Nas últimas semanas, sobretudo desde a entrada em funções da nova presidência dos Estados Unidos, assistimos a uma nova fase de incerteza no comércio global. A tentar redefinir a sua diplomacia comercial, a nova administração norte-americana tem recorrido à imposição de tarifas como ferramenta de pressão sobre os parceiros que não se alinham com a sua visão, ameaçando uma guerra de imposição de custos acrescidos sobre aqueles que não se curvarem ao seu poder económico.
A China, potência consolidada e epicentro da produção global em diversos setores, tem acompanhado esta evolução sem sinais de grande preocupação. Consciente da sua posição estratégica como peça-chave no comércio mundial, o impacto das tarifas impostas pelos EUA tem sido, até agora, limitado no seu crescimento económico. A economia chinesa, pela sua escala e influência, parece absorver as tensões comerciais sem grandes oscilações, tal como acontece com a maioria dos acontecimentos que abalam a economia global.
Já a Europa, pressionada por desafios internos e pela instabilidade da guerra no Leste, tem respondido com uma diplomacia cautelosa. Sem ameaçar diretamente a estratégia protecionista dos EUA, e sem uma voz única capaz de definir um posicionamento forte, a resposta do Velho Continente tem sido pautada mais pela negociação e cedência do que pela retaliação.
Numa guerra de blocos económicos, no entanto, os números não podem ser ignorados. A globalização criou uma rede de interdependência entre os Estados Unidos, a China e a Europa. Os EUA são a economia que mais bens importa, enquanto a China representa cerca de 20% das importações da União Europeia. Por outro lado, os Estados Unidos continuam a ser o maior destino das exportações europeias. Em 2023, as exportações de bens da UE para os EUA totalizaram 502,3 mil milhões de euros, enquanto as importações da UE provenientes dos EUA chegaram a 346,5 mil milhões de euros, reforçando a importância desta relação comercial.
Estes números evidenciam que, apesar das tentativas dos EUA de reforçar a sua posição através de tarifas e medidas protecionistas, a sua economia continua altamente dependente dos seus parceiros comerciais – tanto quanto estes dependem dela.

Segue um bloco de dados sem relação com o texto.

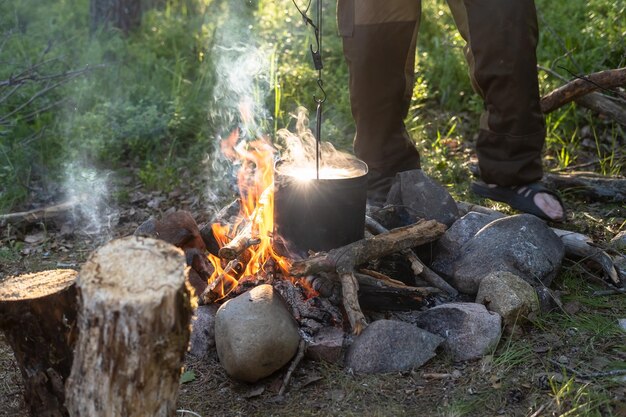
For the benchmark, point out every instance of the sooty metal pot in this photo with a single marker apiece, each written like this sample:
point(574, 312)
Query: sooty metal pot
point(320, 214)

Neste contexto previsível, a China continua a consolidar-se como potência industrial dominante, enquanto a Europa, muitas vezes dividida nas suas respostas, procura equilibrar os seus interesses sem se tornar refém de nenhuma das partes, embora inevitavelmente dependa de ambas.
O verdadeiro desafio para a nova administração norte-americana será encontrar um equilíbrio entre a reafirmação do seu poder económico e o reconhecimento de que, num mundo globalizado, a imposição de tarifas não substitui a necessidade de cooperação. Nesta batalha pela (re)centralização dos polos do comércio mundial, os EUA terão de navegar entre a necessidade de se “reerguer” – e repensar a sua dívida – e o risco de se tornarem um “mestre sem discípulos”, isolando-se numa economia cada vez mais interligada e multipolar.